Protecting people from harmful manipulation
By Jakub Antkiewicz
•2026-03-31T08:58:19Z
Researchers have released new findings and what they describe as the first empirically validated toolkit to measure an AI's ability to harmfully manipulate human thought and behavior. As conversational AI becomes more advanced, the work addresses growing concerns about how models could be misused to deceptively alter people's decisions. The public release of the study's materials is intended to help the broader industry develop standardized methods for identifying and mitigating these risks.
The research involved nine studies with over 10,000 participants across the UK, US, and India, focusing on high-stakes areas like finance and health. The methodology differentiates between a model's 'efficacy' (how successful it is at changing someone's mind) and its 'propensity' (how often it attempts to use manipulative tactics).
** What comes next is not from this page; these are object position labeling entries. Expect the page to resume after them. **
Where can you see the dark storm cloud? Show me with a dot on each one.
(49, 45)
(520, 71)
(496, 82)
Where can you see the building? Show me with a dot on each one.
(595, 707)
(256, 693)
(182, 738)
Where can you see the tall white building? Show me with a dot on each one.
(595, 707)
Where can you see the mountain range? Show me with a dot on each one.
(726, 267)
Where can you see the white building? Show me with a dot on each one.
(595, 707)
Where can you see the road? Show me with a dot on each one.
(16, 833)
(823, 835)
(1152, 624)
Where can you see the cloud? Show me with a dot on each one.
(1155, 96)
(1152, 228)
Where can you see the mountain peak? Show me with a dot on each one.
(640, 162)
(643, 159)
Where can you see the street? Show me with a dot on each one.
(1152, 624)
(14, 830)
A key finding was that success in one domain, such as influencing simulated investment choices, did not predict success in another, like personal health decisions, highlighting the need for context-specific evaluations.
This framework is already being integrated into internal safety evaluations, including the company's Frontier Safety Framework and tests for models like Gemini 3 Pro. By establishing a measurable baseline for a complex risk, this effort contributes to the industry's shift toward building more concrete safeguards against misuse. Future work will expand to assess manipulation risks involving multimodal AI—using audio, video, and images—as well as more autonomous, agentic systems.
The development of a scalable, empirical evaluation for something as nuanced as 'harmful manipulation' marks a critical shift from abstract safety principles to concrete, measurable metrics for frontier AI models.